Closed Bug 1207827 Opened 9 years ago Closed 9 years ago

Simplify AssemblerBufferWithConstantPools for ARM and ARM64

Categories

(Core :: JavaScript Engine: JIT, defect)

defect
Not set
normal

Tracking

()

RESOLVED FIXED
mozilla44
Tracking Status
firefox44 --- fixed

People

(Reporter: jolesen, Assigned: jolesen)

References

Details

Attachments

(12 files, 5 obsolete files)

2.91 KB, patch
nbp
: review+
Details | Diff | Splinter Review
1.40 KB, patch
nbp
: review+
Details | Diff | Splinter Review
1.35 KB, patch
nbp
: review+
Details | Diff | Splinter Review
28.14 KB, patch
nbp
: review+
Details | Diff | Splinter Review
2.76 KB, patch
nbp
: review+
Details | Diff | Splinter Review
11.14 KB, patch
nbp
: review+
Details | Diff | Splinter Review
6.44 KB, patch
nbp
: review+
Details | Diff | Splinter Review
6.38 KB, patch
nbp
: review+
Details | Diff | Splinter Review
1.89 KB, patch
Details | Diff | Splinter Review
7.94 KB, patch
Details | Diff | Splinter Review
8.08 KB, patch
Details | Diff | Splinter Review
51.71 KB, patch
Details | Diff | Splinter Review
The assembler buffer with constant pools is described well in the leading comment in IonAssemblerBufferWithConstantPools.h. The current design maintains a list of constant pools out-of-band, supports at most one constant pool per buffer slice and rewrites branch offsets as part of executableCopy().

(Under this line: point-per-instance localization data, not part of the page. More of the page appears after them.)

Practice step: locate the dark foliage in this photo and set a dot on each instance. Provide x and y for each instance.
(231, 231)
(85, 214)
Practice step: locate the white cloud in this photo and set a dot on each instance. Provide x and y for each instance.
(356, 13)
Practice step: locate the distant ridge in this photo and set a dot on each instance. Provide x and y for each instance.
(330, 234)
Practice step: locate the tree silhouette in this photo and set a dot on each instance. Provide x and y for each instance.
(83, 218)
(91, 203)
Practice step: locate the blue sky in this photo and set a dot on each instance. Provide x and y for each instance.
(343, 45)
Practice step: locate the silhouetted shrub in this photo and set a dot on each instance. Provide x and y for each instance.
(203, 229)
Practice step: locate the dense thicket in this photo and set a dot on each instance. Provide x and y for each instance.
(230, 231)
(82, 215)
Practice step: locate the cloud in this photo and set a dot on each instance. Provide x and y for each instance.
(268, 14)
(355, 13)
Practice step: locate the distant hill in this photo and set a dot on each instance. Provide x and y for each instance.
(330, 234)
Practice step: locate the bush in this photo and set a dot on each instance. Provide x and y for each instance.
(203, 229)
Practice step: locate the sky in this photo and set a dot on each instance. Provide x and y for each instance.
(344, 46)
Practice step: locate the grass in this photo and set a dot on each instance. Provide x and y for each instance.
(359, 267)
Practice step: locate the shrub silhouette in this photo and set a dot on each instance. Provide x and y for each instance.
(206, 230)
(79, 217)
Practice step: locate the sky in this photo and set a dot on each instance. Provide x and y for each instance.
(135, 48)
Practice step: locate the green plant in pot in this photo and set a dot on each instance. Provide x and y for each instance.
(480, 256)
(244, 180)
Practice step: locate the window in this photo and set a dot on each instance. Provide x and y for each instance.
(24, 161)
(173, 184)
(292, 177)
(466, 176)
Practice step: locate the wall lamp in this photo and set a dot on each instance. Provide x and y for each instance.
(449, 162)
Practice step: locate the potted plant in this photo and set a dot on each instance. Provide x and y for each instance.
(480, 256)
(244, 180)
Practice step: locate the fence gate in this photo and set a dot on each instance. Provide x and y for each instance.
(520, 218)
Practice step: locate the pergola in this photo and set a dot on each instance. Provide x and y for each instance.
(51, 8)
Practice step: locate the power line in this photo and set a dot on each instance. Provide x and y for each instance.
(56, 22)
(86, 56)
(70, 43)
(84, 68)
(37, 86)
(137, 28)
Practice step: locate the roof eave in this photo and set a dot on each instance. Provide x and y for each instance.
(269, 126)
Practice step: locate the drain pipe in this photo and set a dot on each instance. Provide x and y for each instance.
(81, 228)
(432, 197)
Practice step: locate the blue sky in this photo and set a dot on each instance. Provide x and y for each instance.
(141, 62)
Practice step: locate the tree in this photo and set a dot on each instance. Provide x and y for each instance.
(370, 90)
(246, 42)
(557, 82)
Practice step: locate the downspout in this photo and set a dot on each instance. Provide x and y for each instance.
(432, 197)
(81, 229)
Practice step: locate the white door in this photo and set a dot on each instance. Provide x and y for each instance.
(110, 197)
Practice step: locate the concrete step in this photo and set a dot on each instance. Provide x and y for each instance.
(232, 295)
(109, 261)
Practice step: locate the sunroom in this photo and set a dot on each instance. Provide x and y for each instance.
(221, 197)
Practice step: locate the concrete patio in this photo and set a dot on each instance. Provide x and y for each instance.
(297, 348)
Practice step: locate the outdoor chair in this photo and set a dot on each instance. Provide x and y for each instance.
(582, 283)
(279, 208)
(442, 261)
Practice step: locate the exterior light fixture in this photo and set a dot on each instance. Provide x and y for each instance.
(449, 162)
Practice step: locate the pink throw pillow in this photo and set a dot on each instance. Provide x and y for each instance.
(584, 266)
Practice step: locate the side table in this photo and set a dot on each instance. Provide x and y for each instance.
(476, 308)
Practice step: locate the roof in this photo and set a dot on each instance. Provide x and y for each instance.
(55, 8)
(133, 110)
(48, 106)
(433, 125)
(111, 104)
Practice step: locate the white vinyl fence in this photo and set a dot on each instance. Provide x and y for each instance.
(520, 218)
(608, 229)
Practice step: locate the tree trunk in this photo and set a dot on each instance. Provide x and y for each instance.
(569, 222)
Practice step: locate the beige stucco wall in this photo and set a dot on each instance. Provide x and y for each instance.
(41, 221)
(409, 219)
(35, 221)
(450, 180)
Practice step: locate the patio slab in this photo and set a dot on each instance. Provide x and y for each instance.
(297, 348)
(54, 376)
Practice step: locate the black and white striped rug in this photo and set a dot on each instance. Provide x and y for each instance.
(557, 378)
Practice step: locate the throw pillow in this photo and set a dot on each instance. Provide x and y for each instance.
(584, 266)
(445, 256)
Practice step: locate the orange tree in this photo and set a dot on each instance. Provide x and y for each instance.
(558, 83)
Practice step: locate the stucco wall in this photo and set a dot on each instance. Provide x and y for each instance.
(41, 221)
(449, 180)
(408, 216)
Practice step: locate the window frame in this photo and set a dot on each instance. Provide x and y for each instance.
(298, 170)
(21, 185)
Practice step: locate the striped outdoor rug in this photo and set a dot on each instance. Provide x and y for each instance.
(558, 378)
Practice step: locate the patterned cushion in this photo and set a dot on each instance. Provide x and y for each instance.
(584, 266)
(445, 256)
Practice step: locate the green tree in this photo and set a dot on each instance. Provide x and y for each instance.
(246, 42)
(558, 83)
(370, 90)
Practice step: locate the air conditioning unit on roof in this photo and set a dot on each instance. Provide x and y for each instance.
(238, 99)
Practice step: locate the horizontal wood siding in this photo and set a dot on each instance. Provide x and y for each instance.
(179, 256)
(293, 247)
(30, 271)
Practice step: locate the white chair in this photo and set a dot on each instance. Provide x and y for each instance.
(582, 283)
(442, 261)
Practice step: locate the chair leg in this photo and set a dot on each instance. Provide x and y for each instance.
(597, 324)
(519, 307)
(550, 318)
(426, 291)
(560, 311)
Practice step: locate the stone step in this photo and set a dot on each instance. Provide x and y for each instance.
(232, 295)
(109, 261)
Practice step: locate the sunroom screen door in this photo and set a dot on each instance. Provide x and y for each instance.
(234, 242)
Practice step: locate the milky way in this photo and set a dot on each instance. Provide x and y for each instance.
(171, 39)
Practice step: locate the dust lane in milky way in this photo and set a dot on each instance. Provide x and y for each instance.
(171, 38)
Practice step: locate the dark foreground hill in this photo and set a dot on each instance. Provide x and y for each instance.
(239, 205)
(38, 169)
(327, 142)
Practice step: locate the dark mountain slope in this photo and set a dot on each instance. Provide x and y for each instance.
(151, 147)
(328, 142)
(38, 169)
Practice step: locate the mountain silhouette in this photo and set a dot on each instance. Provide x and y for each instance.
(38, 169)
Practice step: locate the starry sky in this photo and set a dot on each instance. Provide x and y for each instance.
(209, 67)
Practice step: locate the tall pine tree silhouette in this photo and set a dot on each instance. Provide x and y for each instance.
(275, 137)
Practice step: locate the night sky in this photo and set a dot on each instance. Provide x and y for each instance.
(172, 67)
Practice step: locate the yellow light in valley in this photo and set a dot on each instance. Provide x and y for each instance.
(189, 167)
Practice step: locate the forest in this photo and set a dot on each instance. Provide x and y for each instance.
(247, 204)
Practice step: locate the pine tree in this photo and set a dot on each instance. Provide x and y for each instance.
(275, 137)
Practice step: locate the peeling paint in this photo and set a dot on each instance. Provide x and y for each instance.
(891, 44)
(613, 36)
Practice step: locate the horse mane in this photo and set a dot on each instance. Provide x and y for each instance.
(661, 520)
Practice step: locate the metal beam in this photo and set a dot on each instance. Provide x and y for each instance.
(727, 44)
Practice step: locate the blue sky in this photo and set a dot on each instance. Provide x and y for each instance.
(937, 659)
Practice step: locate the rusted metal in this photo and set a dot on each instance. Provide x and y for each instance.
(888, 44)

This design has a few disadvantages:

- When the constant pools are merged into the instruction stream during executableCopy(), branches are rewritten, and it is possible for branch offsets to go out of range, leading to CrashAtUnhandlableOOM(). This is quite likely to happen for tbz/tbnz instructions on ARM64 which only have a +/- 32 KB range.

- It is difficult to predict if a branch is going to be in range - the BufferOffsets don't account for the size of the constant pools. (The guard jump over the pool is accounted for, but not the pool itself.)

- Memory is wasted when slices are perforated and when keeping multiple Pool objects around.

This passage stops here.